For details on this type of text transformation see the Jupyter notebook from the Slow Boring Article Clusters project.
Appendix
Methods
Posts and comments are fetched using substack_client as described in, Developing a Substack client to fetch posts and comments. The Flesh-Kincaid grade-level test is calculated using the textstat library. You can view the analysis in the Jupyter notebook analysis.ipynb.
Data
A simple Python script extracts relevant public metadata about posts and comments. That is then augmented with the text-aggregation metrics of FK score and word count. Data files on github.
posts.csv
Each record corresponds to one post and the columns are as follows.
site
- Name of the newsletterdate
- Date postedword_count
- Length of the post in wordsgrade_level
- Flesh-Kincaid grade levelcomment_count
- Number of comments on postlikes
- Number of likes on post
comments.csv
Each record corresponds to one comment and the columns are as follows.
site
- Abbreviated name of the newsletterword_count
- Length of the article in wordsgrade_level
- Flesh-Kincaid grade levellikes
- Number of likes on comment
term_coeffs.csv
The 50 largest and 50 smallest coefficients for a linear model of term frequency to number of likes on a comment.
site
- Name of the newsletterterm
- Word or bigramcoeff
- The coefficient for this term in a linear model
Example comment FK scores
Here are a few examples of my comments and their Flesh-Kincaid test values. You can find all my comments and their FK grade levels in a searchable interface at matthagy.github.io/substack_comments.
KF = 19.7
I find this relevant context for understanding why, as the article says, “it would be inappropriate for the Fed to declare victory on inflation”, and why the Fed is not indicating that, “ it is time to start taking a more measured approach and see how the data evolves.” It is important to know that even the inflation doves—including doves that set monetary policy—believe we need a softening in the labor market to get inflation under control and thereby project restrictive monetary policy throughout 2023.
KF = 12
Great article! It is yet another solid analysis and argument for courting swing voters. The 2022 election data provides exceptionally strong evidence against mobilization theory.

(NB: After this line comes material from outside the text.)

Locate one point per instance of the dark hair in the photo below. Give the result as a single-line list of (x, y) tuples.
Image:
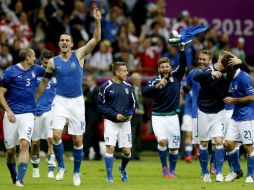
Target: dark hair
[(65, 33), (23, 53), (206, 52), (116, 65), (163, 60), (47, 54), (225, 60)]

Yet it won’t convince the proponents of this theory to abandon it in favor of courting swing voters. This is because they didn’t calculate their way into mobilization theory based on any polling/voting data but instead adopted it as a post hoc justification for why they needn’t abandon their most unpopular policies and messaging. We simply can’t reason people out of ideas that they didn’t reason themselves into in the first place.
KF = 8.1
I agree that there may be a distinction. I haven’t read them recently and therefore won’t make a judgment call there. I’m just pointing out that they appear to be generating a lot of rightwing content and catering to a rightwing audience, hence they certainly appear rightwing to those of us who aren’t reading them.